# My son wants to make and sell items.



## svon89 (Mar 6, 2017)

Ok, backstory. I am a carpenter, and have been woodworking for about 20 years now. I enjoy being in a shop environment and have passed that on to my kids. I started them with the scroll saw and they love it. My son is now 13, and has started making things called fidgit spinners to sell locally. He is thinking about other items, and I have a large amount of extra wood that I have offered him for projects. I am also teaching him how to use my small cnc router to make items that grab attention.

Has anybody had experience with Etsy? He wants to reach more people with his crafts. His love is mountain biking and he wants to sell his items to help fund a new bike. Are there other online sales sites? I am trying to research a little bit so that he has a chance at this.


----------



## bbasiaga (Dec 8, 2012)

EBay and etsy are the two big online places. He could also approach local craft shops or antique stores to see if they would sell on consignment. Local craft and vendor fairs are also an option.

Brian


----------



## finns (Nov 13, 2009)

In addition to what Brian stated, I would also suggest "Amazon Handmade." I have some customers that are doing well with it. Fidgit spinners seem to be a popular item-why I have no clue but have seen more and more people playing with them. Best of luck to your son and congrats on getting your kids interested in WW.


----------



## svon89 (Mar 6, 2017)

Thanks for the replies. I did not know about amazon handmade.

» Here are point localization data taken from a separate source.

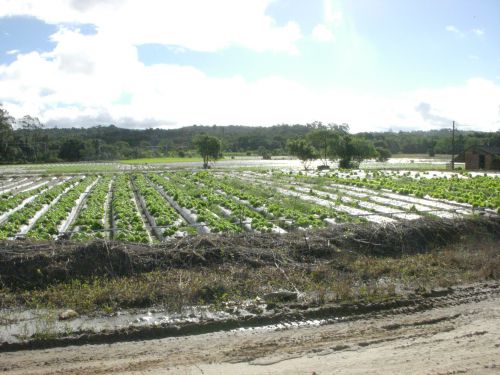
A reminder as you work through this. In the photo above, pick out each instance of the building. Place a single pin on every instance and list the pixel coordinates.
(482, 157)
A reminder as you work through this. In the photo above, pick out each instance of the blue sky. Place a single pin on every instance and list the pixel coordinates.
(374, 64)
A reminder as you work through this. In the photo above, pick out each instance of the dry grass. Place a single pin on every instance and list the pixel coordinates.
(342, 264)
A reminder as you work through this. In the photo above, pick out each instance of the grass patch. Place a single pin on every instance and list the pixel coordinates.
(345, 277)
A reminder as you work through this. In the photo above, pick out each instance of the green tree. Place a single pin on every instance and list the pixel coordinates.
(303, 150)
(327, 139)
(9, 151)
(353, 150)
(383, 154)
(71, 150)
(209, 148)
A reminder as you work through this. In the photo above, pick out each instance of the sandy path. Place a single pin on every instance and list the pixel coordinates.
(458, 335)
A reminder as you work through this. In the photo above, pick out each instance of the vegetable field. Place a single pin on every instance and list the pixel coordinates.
(153, 207)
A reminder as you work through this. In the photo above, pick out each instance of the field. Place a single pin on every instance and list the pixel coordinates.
(143, 251)
(152, 207)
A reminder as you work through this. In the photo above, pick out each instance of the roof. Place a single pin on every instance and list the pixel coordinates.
(493, 150)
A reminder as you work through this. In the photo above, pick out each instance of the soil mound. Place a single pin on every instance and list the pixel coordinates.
(29, 265)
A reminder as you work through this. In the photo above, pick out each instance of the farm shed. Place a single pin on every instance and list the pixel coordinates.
(482, 157)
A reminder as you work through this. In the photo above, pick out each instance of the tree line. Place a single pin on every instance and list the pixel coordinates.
(27, 140)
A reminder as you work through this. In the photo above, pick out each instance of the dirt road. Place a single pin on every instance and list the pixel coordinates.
(453, 334)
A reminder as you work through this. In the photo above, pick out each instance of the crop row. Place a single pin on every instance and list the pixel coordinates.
(188, 198)
(126, 217)
(22, 217)
(163, 215)
(47, 226)
(91, 222)
(11, 200)
(290, 211)
(478, 191)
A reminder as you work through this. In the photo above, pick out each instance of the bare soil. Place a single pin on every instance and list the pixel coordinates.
(458, 332)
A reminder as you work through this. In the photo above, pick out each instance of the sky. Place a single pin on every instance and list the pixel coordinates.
(376, 65)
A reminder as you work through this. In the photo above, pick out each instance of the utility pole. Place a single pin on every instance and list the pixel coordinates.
(453, 147)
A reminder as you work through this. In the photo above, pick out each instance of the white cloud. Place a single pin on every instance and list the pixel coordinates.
(331, 15)
(322, 33)
(453, 29)
(193, 24)
(83, 80)
(478, 32)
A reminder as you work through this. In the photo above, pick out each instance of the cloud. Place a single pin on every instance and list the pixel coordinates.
(322, 33)
(452, 29)
(332, 16)
(90, 79)
(478, 32)
(425, 110)
(196, 25)
(119, 89)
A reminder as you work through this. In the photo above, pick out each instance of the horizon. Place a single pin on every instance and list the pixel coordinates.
(376, 65)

He has a plan to try making door signs with familiar sayings on them for our friends that own a farm stand. That could he another Avenue as well.


----------



## Finn (May 26, 2010)

I make and sell small items also. I am a retired sheet metal worker/foreman. I have sold very little on line but sell a lot at a local farmers market. I think folks really want to see and touch hand made items rather then decide on a purchase from a photo.


----------



## wood2woodknot (Dec 30, 2012)

Just curious. If you get involved with Amazon, Etsy, or EBay to sell your stuff, how much stock do you realistcally have to have available? I can't imagine going into it unless I'm ready to make it a full production routine. On the other hand, with a local outlet, you could probbly get by with a lot less. So is it going to a job and a business? Or a hobby and still fun?


----------



## bbasiaga (Dec 8, 2012)

Well, ebay and etsy list items one at a time. So if you don't have anything ready to sell, you don't list it for sale. Some sellers list items with a lead time on Etsy. Something like 'made to order' - so when they buy it, you make it and then ship it. It does happen, but its not super common. The average ebay seller is expecting the item to be available right away when the auction or sale closes. If you make 10 of something, you can list that 10 are available and sell only those.

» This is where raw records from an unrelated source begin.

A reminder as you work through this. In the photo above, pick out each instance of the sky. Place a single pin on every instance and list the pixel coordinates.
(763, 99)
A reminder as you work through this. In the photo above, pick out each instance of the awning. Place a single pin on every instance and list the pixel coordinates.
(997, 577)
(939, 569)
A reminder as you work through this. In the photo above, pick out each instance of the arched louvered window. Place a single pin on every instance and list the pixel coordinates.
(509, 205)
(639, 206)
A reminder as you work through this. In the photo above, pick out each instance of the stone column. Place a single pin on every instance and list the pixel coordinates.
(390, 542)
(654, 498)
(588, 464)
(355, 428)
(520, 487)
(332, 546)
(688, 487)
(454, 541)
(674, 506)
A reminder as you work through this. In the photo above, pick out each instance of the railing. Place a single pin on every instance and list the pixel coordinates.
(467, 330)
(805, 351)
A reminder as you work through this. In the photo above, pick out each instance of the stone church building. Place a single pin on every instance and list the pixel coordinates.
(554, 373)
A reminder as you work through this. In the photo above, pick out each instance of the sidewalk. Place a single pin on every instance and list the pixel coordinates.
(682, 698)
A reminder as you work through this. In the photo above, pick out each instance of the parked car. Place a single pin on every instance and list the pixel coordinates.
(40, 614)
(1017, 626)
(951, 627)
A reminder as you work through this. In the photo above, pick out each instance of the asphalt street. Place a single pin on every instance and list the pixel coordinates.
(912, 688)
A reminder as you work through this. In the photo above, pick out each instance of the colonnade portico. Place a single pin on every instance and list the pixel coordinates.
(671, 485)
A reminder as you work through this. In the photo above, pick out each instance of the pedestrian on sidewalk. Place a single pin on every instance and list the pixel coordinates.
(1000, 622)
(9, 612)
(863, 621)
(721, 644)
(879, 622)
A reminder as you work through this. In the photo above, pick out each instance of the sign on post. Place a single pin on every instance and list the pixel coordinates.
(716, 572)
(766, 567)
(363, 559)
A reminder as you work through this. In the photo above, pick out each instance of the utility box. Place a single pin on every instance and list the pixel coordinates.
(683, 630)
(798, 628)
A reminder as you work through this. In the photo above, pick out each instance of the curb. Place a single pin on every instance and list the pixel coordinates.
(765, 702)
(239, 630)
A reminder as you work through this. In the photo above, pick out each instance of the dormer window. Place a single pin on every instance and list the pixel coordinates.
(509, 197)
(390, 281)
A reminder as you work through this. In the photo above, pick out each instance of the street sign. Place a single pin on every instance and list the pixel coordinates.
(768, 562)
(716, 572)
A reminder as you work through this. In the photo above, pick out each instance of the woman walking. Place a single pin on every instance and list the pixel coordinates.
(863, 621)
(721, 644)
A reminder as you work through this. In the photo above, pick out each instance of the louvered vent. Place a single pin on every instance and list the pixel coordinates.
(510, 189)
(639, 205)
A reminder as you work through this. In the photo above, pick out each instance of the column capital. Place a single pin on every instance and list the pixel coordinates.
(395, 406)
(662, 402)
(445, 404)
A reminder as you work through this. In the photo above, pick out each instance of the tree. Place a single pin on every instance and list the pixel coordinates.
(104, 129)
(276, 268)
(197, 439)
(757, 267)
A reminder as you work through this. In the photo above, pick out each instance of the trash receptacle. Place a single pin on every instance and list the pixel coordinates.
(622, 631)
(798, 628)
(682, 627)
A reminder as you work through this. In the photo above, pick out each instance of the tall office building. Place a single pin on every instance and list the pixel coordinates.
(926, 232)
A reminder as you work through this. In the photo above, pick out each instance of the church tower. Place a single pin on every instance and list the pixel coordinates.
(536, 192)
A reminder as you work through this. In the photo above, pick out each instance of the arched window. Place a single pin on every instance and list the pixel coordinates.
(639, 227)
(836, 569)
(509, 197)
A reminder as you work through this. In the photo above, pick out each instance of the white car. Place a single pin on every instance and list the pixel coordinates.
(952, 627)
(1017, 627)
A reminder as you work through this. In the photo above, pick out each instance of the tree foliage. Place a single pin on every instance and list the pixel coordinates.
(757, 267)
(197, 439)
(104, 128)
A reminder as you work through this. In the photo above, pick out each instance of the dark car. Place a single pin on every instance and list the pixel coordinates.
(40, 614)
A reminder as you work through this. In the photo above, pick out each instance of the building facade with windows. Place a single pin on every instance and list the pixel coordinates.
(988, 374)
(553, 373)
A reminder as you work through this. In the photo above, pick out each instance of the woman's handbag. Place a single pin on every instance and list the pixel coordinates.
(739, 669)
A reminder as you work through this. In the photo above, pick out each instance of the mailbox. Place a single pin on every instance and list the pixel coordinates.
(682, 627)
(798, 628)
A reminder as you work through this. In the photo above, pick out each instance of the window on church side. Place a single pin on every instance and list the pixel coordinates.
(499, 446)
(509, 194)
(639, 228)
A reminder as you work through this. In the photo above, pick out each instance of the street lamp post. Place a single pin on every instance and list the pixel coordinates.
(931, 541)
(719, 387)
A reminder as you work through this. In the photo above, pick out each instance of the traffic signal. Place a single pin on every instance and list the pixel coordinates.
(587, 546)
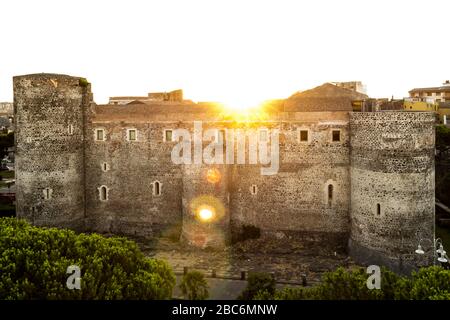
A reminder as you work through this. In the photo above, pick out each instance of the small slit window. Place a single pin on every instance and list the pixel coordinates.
(105, 166)
(303, 135)
(263, 135)
(336, 135)
(330, 194)
(168, 137)
(157, 188)
(103, 193)
(132, 134)
(99, 134)
(47, 193)
(221, 135)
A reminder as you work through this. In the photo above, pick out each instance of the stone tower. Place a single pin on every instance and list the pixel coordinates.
(50, 111)
(392, 187)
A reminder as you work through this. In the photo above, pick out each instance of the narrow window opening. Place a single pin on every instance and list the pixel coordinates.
(132, 135)
(221, 134)
(330, 194)
(100, 135)
(168, 136)
(303, 135)
(336, 135)
(103, 193)
(157, 188)
(263, 135)
(47, 193)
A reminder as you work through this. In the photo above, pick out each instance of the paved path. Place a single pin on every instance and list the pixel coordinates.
(222, 289)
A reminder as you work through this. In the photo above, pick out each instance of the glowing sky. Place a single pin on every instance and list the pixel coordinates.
(231, 51)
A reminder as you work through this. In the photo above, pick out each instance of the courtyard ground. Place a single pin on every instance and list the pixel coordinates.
(290, 262)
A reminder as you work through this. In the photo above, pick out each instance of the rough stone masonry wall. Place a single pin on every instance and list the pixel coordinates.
(132, 168)
(392, 166)
(294, 202)
(48, 154)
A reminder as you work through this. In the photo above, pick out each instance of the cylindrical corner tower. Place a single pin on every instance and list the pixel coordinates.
(392, 188)
(50, 114)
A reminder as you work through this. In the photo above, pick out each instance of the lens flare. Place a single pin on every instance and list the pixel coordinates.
(213, 176)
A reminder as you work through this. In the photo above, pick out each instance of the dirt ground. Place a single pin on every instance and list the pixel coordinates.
(287, 260)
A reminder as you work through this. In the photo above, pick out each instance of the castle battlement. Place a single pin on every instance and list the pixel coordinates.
(362, 180)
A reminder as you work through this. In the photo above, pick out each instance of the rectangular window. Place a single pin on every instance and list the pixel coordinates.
(263, 135)
(221, 134)
(132, 135)
(336, 135)
(303, 135)
(168, 136)
(48, 193)
(100, 135)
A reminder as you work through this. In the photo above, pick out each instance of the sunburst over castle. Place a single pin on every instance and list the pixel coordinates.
(357, 176)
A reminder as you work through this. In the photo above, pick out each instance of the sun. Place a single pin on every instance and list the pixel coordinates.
(241, 103)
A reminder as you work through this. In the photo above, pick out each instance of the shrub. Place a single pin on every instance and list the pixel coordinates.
(432, 283)
(429, 284)
(34, 262)
(194, 286)
(258, 283)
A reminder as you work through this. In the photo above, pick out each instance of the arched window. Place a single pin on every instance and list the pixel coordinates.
(330, 194)
(157, 188)
(103, 193)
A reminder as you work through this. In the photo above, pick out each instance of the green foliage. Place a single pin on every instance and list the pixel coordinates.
(194, 286)
(34, 262)
(432, 283)
(258, 283)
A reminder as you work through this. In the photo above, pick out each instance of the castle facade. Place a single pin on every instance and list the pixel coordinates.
(361, 179)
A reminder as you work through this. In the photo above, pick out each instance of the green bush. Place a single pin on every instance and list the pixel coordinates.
(34, 262)
(194, 286)
(258, 284)
(432, 283)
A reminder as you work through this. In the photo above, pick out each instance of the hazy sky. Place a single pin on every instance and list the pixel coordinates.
(232, 51)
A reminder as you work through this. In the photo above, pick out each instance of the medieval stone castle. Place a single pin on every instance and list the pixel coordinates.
(361, 179)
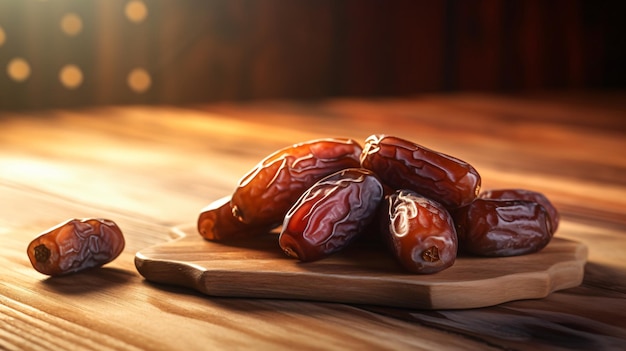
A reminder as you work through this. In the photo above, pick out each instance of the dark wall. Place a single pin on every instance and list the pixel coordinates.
(211, 50)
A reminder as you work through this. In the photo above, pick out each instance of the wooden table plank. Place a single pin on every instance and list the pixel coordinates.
(153, 167)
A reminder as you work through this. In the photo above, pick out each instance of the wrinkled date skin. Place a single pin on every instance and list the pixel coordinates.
(420, 232)
(265, 194)
(529, 195)
(502, 227)
(217, 223)
(331, 214)
(402, 164)
(76, 245)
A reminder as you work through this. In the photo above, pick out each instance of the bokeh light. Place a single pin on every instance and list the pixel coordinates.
(139, 80)
(136, 11)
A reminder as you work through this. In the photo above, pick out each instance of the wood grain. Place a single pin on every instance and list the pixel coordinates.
(153, 168)
(362, 274)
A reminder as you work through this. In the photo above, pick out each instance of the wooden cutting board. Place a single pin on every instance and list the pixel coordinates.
(359, 275)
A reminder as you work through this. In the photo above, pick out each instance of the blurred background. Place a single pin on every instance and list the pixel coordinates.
(61, 53)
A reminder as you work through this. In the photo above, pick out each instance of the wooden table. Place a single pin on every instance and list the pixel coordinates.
(151, 168)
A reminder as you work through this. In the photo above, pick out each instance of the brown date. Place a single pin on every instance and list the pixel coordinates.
(217, 223)
(402, 164)
(500, 228)
(529, 195)
(265, 194)
(76, 245)
(419, 231)
(331, 214)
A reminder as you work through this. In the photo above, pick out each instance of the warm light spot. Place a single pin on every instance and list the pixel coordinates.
(136, 11)
(2, 36)
(18, 69)
(71, 76)
(71, 24)
(139, 80)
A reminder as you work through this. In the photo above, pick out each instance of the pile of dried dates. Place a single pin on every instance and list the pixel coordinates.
(424, 205)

I'm not sure about Amazon, i've never dealt with them.

Brian


----------



## rodneywt1180b (May 5, 2017)

I sell canes on Etsy since last November. I like Etsy. The fees are reasonable. 20 cents to list an item, then about 3.5% for the sale and another 3.5% transaction fee if you use their financial services so a little over 7% total fees. You do get discounted shipping from USPS through Etsy. 
I've only just heard of the spinners but I think they would be a good item to sell. Good tags and key words are everything on Etsy. People need to be able to find your store to buy from you.
Rodney


----------



## Brahmus (May 30, 2017)

A little late to this conversation (just found the site today) but I wanted to add my advice to selling on Etsy.

If your son chooses to sell on Etsy, make sure the pictures are as good as you can make them. You don't have the benefit of a potential customer handling the item to look it over, those few photos are what their entire decision is based on. You don't need to be a professional photographer, but you can throw together a little studio to photograph in for next to nothing. This setup will give even light over the item and make it much easier to take a good photograph.

You can google "DIY light tent" or "DIY light box" to get an idea of what I am talking about.

Basically you have a background of paper or cloth that hangs from above and behind the subject that curves (not folds) down to be what the subject is sitting on. Then you add 3 lights, one above, one to the left, and one to the right of the object to shoot. Add a piece of wax or parchment paper between each light source and the subject to diffuse the light.

This gives nice even lighting on the subject (no bright spots like what you get with a flash) and the gentle curve in the background material gives a seamless background that doesn't distract from the item you are trying to sell.

Good luck to you and your son! He seems pretty industrious and I hope he does well with his woodworking business.


----------